Identify What Kind of Financial Advice You Need

Am I on Track?

Before you visit a potential adviser, think about your personal situation and how you'll present it. A typical couple in search of financial advice are Carol Bischoff, 63, and her husband, Dick, 70. The Bischoffs, both retirees, spend warm months in Maine and winters in Florida in two homes that are mostly paid for. They have enough in their IRAs and mutual funds, plus Social Security, to last for decades, even if they invest conservatively.

But Carol, in particular, is antsy. She recently dismissed her stockbroker when she experienced some market losses that she felt the broker could not adequately explain. With real estate values falling and living costs up, Carol seeks a generalist who can tell her whether she and Dick are on track.

How much can they afford to spend on travel and recreation? Is there a circumstance that could force them to sell either residence? Knowing those things, she and Dick could tweak their securities on their own. "We have never shown anyone the whole picture of our investments, debts, expenses and needs," says Carol.

The Bischoffs' best fit would be a financial planner who puts emphasis on life events and goals before dissecting a portfolio. The Alliance of Cambridge Advisors) and the Kinder Institute of Life Planning are networks of advisers who have tax and investment expertise but are trained to analyze people's lives beyond the size of their bank balance. For example, a Kinder planner might tell you that your retirement contributions are inadequate -- not because your mutual fund expenses are too high but because you spend too much on clothes and entertainment.


Many people use investment setbacks as a springboard to consider -- or reconsider -- financial advice. Jerry Wahl, a 64-year-old pharmacist from Dickinson, N.D., is unhappy because his $300,000 IRA is down about 8% in 2008 and has gained a total of 23% since he signed up for Fidelity's portfolio-management service, for which he pays 1% a year, in June 2004.

Since then, Fidelity's Freedom 2010 fund has returned a total of 24%. "I'm thinking I could just invest in a Freedom fund and save the $3,000 a year in advisory fees," says Wahl.
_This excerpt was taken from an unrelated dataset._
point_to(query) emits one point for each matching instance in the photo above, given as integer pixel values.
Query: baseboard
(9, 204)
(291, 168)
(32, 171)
Wahl may be on to something. His assortment of funds, selected in concert with his Fidelity adviser, is extremely aggressive for an investor who expects to begin withdrawing money in two years. Fidelity Freedom 2010, which has half of its assets in bonds and cash, is a much more appropriate choice. In return for his $3,000, Wahl gets two or three consultations a year, but he's not impressed. He might be better served by paying $150 an hour for ad hoc advice when he feels he needs it. Or he could simply do some research himself -- for free.